- Theatrical release poster
- Directed by: Shane Dax Taylor
- Written by: W. Earl Brown
- Based on: Provinces of Night by William Gay
- Produced by: Darryl Atwater Kendi Atwater W. Earl Brown Kenneth Burke T-Bone Burnett Travis Nicholson Corky Taylor Shane Dax Taylor
- Starring: Val Kilmer Kris Kristofferson Hilary Duff Dwight Yoakam W. Earl Brown
- Cinematography: Tim Orr
- Edited by: Beguine Sanani
- Music by: Randy Scruggs Patrick Warren
- Production companies: Dax Productions Racer Entertainment Buffalo Bulldog Films Provinces of Night
- Distributed by: Samuel Goldwyn Films
- Release dates: February 6, 2010 (Santa Barbara); May 20, 2011 (United States);
- Running time: 105 minutes
- Country: United States
- Language: English
- Box office: $12,971

= Bloodworth =

Bloodworth is a 2010 drama film directed by Shane Dax Taylor and based on Provinces of Night, a novel by William Gay. The film stars Val Kilmer, Kris Kristofferson, and Dwight Yoakam. Toby Keith was also set to star in the film, but later dropped out.

== Plot ==
It's been 40 years since E. F. Bloodworth (Kris Kristofferson) abandoned his loving wife and sons for a life on the road as a full-time traveling musician. Now at the end of the line, Bloodworth reappears, forced to reckon with the stale aftermath of his departure.

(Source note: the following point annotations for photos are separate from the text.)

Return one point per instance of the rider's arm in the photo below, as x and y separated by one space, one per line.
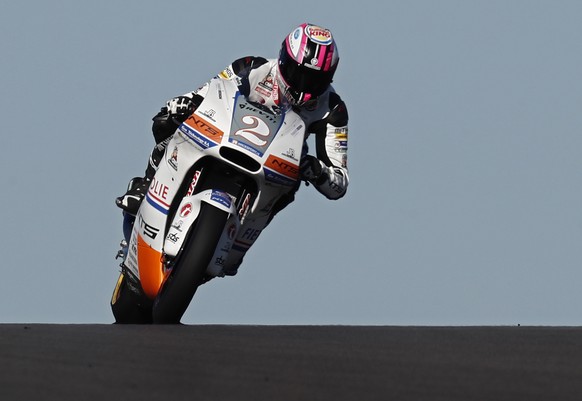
331 140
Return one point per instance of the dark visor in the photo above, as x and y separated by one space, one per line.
303 79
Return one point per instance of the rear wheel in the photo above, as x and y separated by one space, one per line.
189 271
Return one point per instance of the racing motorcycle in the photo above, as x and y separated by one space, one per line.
230 161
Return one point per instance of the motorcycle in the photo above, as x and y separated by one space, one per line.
229 163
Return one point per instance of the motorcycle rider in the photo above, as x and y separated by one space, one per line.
299 78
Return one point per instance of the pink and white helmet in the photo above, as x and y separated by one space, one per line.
307 62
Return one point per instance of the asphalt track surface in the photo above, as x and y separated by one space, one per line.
279 363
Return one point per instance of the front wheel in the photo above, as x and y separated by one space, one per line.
188 272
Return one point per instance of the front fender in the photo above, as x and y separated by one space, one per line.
187 213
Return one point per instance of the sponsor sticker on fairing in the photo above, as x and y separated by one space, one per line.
221 197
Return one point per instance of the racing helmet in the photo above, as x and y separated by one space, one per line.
307 62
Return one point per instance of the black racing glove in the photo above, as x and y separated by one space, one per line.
180 107
311 169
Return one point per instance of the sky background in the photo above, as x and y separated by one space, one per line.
465 199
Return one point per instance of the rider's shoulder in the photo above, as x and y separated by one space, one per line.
328 106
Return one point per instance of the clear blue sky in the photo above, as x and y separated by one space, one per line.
465 203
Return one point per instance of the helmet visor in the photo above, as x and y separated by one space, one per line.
304 79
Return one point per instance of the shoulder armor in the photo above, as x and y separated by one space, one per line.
338 114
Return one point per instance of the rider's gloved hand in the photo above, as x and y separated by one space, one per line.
311 169
180 107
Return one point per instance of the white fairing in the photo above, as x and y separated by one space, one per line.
225 119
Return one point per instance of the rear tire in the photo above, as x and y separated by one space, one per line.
189 271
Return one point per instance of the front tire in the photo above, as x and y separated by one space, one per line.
189 271
128 305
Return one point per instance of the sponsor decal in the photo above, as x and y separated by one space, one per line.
210 114
231 231
172 237
341 146
227 73
148 230
204 127
178 225
341 133
244 207
283 167
159 189
186 210
173 160
318 34
193 183
221 197
256 132
290 153
157 196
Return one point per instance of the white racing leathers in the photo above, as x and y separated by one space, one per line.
325 117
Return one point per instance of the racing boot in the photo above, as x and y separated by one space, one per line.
138 186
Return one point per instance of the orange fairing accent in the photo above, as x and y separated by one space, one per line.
150 268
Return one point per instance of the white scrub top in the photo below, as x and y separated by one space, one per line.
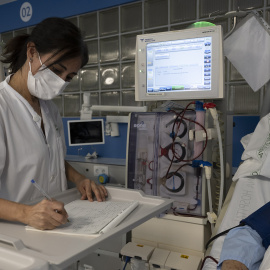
25 152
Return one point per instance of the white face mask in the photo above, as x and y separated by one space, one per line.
45 84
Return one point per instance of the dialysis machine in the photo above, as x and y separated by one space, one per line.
169 151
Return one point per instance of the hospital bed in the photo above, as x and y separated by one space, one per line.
245 196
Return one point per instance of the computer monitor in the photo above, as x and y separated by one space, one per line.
180 65
85 132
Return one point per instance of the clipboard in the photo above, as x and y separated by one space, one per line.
60 250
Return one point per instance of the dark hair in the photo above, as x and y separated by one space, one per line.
51 35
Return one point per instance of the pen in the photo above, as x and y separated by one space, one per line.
43 192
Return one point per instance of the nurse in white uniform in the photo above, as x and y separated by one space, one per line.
32 144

With his ex-wife Julia (Frances Conroy) mentally destroyed and his three sons, Warren (Val Kilmer), Boyd (Dwight Yoakam) and Brady (W. Earl Brown) soured by years of anger toward both him and each other, Bloodworth's only solace is a budding relationship with Fleming, the grandson he never knew. But when Fleming meets Raven (Hilary Duff), the woman of his dreams, will Bloodworth's presence force history to repeat itself?

==Cast==
- Val Kilmer as Warren Bloodworth
- Kris Kristofferson as E. F. Bloodworth
- Hilary Duff as Raven Lee Halfacre
- Reece Thompson as Fleming Bloodworth
- Dwight Yoakam as Boyd Bloodworth
- Frances Conroy as Julia Bloodworth
- W. Earl Brown as Brady Bloodworth
- Hilarie Burton as Hazel
- Sheila Kelley as Louise Halfacre
- Hank Williams III as "Trigger" Lipscomb
- Barry Corbin as "Itchy"

==Production==
The film is directed by Shane Taylor and adapted from the novel, Provinces of Night, by William Gay. Kenny Burke produced the film with Taylor and Brown. Music producer T-Bone Burnett supervised the film's music, which includes original compositions by Kris Kristofferson.

Filming took place in April and May 2009 in Wilmington, North Carolina.

==Release==
An early version of the film premiered at the 2010 Santa Barbara International Film Festival on February 6, 2010; it later screened as a work in progress at the 2010 Nashville Film Festival on April 15–22, 2010. The completed version of the film was part of the 17th Annual Austin Film Festival during October 21 to 28 in Austin, Texas. It is currently available as a part of the Netflix Instant Play.

==Reception==
On Rotten Tomatoes the film has an approval rating of 50% based on reviews from 8 critics.